Particle pollution, also called particulate matter, is small bits of soot, dust, metals, chemicals, or droplets that float (stay suspended) in the air. Particle pollution is not a gas, but very small particles. Smoke is a stream of particle pollution so thick we can see it. When it spreads out, we don’t see it any longer, but the particles are still there. Particle pollution is classified by size: coarse (10 microns or less), fine (2.5 microns or less).
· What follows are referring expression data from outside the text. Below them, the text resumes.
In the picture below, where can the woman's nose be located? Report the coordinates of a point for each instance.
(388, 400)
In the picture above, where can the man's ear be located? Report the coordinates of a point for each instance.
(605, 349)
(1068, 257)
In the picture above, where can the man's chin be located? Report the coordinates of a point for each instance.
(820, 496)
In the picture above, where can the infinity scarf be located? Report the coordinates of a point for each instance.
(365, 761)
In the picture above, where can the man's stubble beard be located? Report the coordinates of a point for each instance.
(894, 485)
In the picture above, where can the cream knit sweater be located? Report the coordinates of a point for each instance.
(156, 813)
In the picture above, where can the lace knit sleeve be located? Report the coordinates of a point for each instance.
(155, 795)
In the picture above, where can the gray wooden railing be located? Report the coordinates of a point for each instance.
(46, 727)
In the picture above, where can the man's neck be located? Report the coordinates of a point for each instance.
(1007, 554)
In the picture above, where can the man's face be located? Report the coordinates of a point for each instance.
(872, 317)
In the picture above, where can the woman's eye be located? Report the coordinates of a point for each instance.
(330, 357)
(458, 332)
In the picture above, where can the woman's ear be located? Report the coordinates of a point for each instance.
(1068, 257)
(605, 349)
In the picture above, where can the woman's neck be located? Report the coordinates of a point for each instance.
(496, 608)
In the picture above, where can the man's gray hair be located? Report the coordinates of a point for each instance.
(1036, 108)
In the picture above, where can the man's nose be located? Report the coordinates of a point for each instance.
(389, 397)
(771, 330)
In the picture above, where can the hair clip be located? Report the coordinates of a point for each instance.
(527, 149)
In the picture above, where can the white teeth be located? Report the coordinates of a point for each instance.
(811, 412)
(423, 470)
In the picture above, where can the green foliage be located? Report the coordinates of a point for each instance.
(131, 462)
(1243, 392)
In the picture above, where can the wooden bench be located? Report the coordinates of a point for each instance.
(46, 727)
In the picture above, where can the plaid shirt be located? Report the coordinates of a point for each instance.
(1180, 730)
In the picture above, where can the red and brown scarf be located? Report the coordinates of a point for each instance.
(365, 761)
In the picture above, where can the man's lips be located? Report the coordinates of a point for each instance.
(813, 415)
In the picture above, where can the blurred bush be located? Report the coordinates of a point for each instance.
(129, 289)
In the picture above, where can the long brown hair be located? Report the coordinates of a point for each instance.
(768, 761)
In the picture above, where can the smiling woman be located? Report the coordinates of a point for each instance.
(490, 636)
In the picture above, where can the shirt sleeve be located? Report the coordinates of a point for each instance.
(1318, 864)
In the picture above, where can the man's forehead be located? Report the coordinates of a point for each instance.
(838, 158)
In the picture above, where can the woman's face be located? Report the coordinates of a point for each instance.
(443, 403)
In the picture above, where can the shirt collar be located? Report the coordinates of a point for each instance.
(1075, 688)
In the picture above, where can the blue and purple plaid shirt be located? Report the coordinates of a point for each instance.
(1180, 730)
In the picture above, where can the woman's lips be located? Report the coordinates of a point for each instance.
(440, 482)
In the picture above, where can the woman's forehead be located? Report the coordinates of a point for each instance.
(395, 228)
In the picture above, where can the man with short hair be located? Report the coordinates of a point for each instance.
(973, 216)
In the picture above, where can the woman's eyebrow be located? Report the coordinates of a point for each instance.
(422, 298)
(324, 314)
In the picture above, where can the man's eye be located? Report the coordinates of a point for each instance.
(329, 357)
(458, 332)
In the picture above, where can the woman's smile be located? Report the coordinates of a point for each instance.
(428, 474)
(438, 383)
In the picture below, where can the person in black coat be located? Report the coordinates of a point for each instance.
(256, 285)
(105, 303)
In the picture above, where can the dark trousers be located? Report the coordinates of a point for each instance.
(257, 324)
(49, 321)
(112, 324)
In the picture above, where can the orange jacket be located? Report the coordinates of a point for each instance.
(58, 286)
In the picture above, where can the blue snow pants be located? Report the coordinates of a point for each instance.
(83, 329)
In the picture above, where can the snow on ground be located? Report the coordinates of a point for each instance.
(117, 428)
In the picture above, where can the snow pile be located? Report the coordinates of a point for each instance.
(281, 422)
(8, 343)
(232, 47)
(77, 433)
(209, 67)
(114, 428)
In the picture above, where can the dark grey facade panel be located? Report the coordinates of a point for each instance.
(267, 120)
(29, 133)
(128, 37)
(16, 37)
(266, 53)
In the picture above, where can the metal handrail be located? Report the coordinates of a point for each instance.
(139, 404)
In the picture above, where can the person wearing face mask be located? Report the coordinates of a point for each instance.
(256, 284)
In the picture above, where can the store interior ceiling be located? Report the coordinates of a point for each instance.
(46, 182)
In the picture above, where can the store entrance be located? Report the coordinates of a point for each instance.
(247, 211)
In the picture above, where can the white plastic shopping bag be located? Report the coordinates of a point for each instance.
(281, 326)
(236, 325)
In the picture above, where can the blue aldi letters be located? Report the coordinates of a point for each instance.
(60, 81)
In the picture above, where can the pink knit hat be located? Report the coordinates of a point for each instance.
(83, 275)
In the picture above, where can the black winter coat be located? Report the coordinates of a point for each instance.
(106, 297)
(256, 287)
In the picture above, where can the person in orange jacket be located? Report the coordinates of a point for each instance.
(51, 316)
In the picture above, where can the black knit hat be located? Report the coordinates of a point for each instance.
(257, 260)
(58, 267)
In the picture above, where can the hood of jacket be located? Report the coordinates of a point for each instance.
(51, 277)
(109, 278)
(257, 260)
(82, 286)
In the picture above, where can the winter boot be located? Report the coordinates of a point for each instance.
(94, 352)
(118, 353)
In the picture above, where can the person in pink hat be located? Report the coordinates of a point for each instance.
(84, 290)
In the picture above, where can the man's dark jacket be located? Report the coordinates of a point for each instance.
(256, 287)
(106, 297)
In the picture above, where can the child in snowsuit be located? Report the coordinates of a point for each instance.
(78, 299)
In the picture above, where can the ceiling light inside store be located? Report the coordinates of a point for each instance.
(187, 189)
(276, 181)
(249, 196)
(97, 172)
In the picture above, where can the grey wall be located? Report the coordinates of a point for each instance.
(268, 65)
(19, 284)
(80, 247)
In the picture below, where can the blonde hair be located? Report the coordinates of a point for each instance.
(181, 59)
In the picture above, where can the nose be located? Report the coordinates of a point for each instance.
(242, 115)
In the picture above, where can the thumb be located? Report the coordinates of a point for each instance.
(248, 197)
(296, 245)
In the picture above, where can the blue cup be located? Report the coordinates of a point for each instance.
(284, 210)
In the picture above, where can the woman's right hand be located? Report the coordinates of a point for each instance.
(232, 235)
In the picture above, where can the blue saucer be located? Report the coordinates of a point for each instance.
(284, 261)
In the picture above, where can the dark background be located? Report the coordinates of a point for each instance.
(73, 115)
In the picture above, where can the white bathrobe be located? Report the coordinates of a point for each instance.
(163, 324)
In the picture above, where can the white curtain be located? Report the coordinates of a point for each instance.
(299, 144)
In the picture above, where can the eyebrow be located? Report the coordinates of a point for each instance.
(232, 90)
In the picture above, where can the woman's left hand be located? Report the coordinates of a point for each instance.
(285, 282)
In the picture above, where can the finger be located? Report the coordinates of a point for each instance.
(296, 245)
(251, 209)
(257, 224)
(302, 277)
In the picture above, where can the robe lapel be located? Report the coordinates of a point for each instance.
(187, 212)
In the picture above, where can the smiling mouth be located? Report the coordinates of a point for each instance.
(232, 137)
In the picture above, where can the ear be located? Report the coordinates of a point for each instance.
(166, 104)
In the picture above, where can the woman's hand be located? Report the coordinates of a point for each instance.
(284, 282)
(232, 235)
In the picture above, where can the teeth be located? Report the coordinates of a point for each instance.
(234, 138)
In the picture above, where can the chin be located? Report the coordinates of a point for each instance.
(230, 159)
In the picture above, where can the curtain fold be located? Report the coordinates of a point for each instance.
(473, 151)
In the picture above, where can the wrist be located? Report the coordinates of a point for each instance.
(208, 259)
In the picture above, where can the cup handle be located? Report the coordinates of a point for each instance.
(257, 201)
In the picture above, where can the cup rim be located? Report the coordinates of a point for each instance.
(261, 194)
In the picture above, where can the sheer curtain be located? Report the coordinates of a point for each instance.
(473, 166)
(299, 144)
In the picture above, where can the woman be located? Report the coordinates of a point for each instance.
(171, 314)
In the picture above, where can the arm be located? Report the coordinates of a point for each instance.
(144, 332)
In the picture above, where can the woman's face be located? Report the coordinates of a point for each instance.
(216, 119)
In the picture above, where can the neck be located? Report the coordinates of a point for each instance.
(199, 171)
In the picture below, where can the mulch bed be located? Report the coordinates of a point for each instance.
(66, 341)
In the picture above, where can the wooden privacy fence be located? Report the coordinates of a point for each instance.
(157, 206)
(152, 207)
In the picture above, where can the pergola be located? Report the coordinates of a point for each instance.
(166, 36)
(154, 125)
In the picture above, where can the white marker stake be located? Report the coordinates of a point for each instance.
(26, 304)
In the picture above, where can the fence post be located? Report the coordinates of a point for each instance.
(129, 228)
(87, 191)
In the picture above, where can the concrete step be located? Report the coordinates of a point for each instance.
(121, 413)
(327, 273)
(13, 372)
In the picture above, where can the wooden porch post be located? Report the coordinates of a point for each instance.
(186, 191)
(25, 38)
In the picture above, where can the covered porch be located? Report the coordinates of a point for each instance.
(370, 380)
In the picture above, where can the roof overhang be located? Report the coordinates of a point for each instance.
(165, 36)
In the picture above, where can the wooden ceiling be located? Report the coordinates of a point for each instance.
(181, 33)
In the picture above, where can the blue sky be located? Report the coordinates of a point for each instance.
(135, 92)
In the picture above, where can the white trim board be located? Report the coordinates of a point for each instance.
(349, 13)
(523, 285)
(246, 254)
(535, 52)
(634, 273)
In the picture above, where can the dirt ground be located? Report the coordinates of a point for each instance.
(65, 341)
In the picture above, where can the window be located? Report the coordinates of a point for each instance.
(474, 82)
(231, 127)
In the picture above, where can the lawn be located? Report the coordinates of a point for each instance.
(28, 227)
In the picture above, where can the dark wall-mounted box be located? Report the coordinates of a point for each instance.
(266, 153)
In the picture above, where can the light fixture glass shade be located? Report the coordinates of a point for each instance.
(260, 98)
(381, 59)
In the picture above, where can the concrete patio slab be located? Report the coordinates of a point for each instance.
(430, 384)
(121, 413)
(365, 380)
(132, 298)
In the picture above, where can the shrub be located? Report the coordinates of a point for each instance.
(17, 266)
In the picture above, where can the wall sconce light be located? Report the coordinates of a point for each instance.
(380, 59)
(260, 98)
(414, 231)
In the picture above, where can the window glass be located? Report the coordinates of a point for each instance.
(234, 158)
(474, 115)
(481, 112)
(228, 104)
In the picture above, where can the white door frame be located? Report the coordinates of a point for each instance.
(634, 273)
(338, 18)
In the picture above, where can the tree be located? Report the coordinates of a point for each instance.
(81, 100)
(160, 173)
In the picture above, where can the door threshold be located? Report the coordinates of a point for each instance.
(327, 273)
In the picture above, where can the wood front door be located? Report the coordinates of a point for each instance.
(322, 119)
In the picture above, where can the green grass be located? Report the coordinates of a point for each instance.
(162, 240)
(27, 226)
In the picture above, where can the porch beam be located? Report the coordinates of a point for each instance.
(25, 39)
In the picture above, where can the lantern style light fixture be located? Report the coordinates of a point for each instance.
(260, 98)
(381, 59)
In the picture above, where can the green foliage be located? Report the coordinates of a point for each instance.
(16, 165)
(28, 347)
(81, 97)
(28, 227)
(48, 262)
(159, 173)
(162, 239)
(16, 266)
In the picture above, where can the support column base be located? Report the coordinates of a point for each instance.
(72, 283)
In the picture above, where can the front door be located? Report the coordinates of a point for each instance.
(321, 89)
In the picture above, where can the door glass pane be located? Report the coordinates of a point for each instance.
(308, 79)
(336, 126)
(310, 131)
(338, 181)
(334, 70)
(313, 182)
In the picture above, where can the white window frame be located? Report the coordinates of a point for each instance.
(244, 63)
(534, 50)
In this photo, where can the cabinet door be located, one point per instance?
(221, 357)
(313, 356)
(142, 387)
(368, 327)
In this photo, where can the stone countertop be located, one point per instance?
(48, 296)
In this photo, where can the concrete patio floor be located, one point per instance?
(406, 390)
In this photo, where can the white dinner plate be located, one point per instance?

What’s In Particle Pollution?
Particle pollution mostly comes from burning fuel – for power, for factories, for trucks and cars, or from trees burning during a wildfire. It can also come from dust kicked into the air by trucks and traffic. It can contain carbon (soot), or very small droplets that are made from chemical reactions of chemicals that come from burning: sulfur dioxide and nitrogen oxides. Particle pollution can also contain chemicals from the coal, gas, or wood that was burned (polycyclic aromatic hydrocarbons), and it can also contain heavy metals such as arsenic or mercury that were in the coal or gas.
Why is Particle Pollution so Dangerous to Our Health?
When we breathe in particle pollution, some of it damages our airways, and some of it damages our lungs, and some of it goes deep into the smallest air sacs in our lungs. Some of it is small enough to go straight from our lungs into our blood. When we breathe it, whatever is part of the particle goes into our airways and lungs – chemicals, soot, heavy metals, and more. Because some of it gets into our blood, it can cause or worsen many diseases, not just lung diseases.